Lire (des images), écrire et dire : partager sa réflexion

La séance se clôture par une présentation du travail d’investigation des équipes en plénière. Cette étape de retranscription offre l’occasion à chacun de d’exprimer et prendre la parole selon un temps défini. Une vérification ultérieure (lors d’une prochaine séance) permettra de valider ou invalider l’analyse faite a priori, avec l’utilisation d’un outil de vérification.
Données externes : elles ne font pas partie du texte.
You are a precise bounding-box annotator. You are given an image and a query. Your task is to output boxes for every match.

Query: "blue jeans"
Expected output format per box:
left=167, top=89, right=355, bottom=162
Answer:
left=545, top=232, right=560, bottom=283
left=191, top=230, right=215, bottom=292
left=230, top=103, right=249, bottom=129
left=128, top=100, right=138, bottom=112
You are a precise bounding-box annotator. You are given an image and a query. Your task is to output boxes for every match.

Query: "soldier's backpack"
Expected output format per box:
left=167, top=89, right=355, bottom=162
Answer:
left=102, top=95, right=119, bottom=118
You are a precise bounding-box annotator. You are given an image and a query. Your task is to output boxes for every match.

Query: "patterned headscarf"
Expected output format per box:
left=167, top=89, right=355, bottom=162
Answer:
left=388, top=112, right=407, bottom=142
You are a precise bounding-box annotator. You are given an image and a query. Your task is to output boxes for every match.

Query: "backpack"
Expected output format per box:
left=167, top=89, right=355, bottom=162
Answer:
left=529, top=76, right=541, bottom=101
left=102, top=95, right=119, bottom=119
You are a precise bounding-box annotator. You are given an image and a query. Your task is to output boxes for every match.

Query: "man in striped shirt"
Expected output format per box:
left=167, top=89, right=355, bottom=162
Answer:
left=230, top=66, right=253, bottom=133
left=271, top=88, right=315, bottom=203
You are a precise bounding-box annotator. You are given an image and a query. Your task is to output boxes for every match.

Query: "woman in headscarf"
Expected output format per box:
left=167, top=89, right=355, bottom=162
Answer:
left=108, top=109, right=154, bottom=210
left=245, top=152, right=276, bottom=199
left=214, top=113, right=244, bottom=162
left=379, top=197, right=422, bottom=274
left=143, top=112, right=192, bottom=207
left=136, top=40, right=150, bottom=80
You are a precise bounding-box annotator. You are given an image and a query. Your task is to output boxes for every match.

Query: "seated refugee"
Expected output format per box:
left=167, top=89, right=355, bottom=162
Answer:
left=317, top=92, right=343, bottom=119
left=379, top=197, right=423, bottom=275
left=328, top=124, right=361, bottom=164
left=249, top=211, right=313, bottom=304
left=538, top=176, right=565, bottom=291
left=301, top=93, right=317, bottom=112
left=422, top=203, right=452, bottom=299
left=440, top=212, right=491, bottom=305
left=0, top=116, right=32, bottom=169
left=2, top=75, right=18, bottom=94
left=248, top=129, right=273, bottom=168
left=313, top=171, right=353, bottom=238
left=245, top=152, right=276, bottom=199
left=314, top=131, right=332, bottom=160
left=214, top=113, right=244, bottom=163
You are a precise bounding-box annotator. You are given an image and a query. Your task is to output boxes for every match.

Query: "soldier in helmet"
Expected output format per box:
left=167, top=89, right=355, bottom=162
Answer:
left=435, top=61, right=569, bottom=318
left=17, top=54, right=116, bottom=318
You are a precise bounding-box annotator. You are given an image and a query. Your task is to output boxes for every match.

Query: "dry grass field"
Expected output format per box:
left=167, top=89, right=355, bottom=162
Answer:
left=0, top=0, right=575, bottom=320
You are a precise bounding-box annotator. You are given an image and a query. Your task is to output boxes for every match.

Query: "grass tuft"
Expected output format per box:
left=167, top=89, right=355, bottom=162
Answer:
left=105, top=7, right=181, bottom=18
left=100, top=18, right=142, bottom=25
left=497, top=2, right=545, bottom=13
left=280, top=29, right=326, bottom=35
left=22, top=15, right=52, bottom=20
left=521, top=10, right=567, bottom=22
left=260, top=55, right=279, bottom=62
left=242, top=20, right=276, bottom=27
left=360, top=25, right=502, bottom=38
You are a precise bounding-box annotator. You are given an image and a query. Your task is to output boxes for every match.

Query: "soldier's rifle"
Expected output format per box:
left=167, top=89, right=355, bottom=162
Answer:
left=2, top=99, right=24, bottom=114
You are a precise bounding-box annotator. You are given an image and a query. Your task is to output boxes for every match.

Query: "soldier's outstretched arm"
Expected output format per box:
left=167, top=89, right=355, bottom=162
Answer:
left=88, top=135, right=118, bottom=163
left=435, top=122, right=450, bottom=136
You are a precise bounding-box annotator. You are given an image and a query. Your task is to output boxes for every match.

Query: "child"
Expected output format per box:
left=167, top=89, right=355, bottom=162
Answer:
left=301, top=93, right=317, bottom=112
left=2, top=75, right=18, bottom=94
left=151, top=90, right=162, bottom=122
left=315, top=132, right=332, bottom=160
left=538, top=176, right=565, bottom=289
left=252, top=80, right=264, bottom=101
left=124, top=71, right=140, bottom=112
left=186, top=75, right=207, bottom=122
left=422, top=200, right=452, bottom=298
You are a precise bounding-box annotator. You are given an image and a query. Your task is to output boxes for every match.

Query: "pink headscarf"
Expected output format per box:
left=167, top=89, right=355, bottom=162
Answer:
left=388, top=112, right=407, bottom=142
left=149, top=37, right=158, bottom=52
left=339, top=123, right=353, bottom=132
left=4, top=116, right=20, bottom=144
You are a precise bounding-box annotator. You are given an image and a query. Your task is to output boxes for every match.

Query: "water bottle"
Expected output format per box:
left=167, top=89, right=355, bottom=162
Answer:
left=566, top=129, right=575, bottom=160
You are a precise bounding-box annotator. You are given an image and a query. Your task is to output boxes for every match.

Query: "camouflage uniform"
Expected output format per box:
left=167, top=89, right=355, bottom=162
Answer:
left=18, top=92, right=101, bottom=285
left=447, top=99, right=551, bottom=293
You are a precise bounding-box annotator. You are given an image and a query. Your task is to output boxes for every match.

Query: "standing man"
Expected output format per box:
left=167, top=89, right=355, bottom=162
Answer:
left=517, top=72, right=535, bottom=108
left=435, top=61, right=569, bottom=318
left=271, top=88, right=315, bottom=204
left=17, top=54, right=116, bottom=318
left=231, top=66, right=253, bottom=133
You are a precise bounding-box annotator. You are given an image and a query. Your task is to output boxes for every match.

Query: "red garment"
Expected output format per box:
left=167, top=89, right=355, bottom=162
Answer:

Cette dernière phase se fait par échange des productions, et esquisse le travail indispensable et la démarche des journalistes (du site les Observateurs). La conception d’un poster commun et informatif sur « comment vérifier de fausses images sur les réseaux sociaux ? » est au programme, qui fera l’objet d’une publication sur le site du lycée.

Et après ?

Un escape game pédagogique Alt aux inFAUXes conçu dans le cadre des TraAM EMI 2018-19, viendra vérifier les acquis des élèves et mettre leur esprit critique à rude épreuve avec de nouvelles info/infox. Les élèves devront remonter à la source de l’information et tenter de gagner une place à la rédac’.

L’accès au dossier

Vous retrouverez ici l’ensemble des documents et ressources utilisés pour élaborer cette séance : les fiches descriptives, le support de présentation de l’activité, les badges, les grilles d’analyse des publications, les images, la boîte à outils, une liste du matériel par équipe.

En conclusion

Ce module de formation et d’auto-défense intellectuelle se propose d’éveiller le regard critique des élèves, en sachant que celui-ci n’est jamais acquis mais se construit sur la durée et se réactualise. Dans les sociétés d’informations, la capacité à décoder et décrypter les images relève d’un apprentissage nécessaire et constitue l’une compétence et un enjeu citoyen du XXIe siècle. Une image se lit, s’interprète, s’analyse. Elle est manipulable. Il est important de faire comprendre aux élèves comment une information par l’image se construit, de les initier à ne pas s’en tenir à l’image, mais à faire appel à l’ensemble des médias pour s’informer sur un fait d’actualité, afin qu’ils deviennent des utilisateurs avertis. Si l’Education aux Médias et à l’Information est au cœur de nos pratiques pédagogiques, l’émergence de nouveaux formats médiatiques relayé sur les réseaux sociaux questionne la gestion de la désinformation.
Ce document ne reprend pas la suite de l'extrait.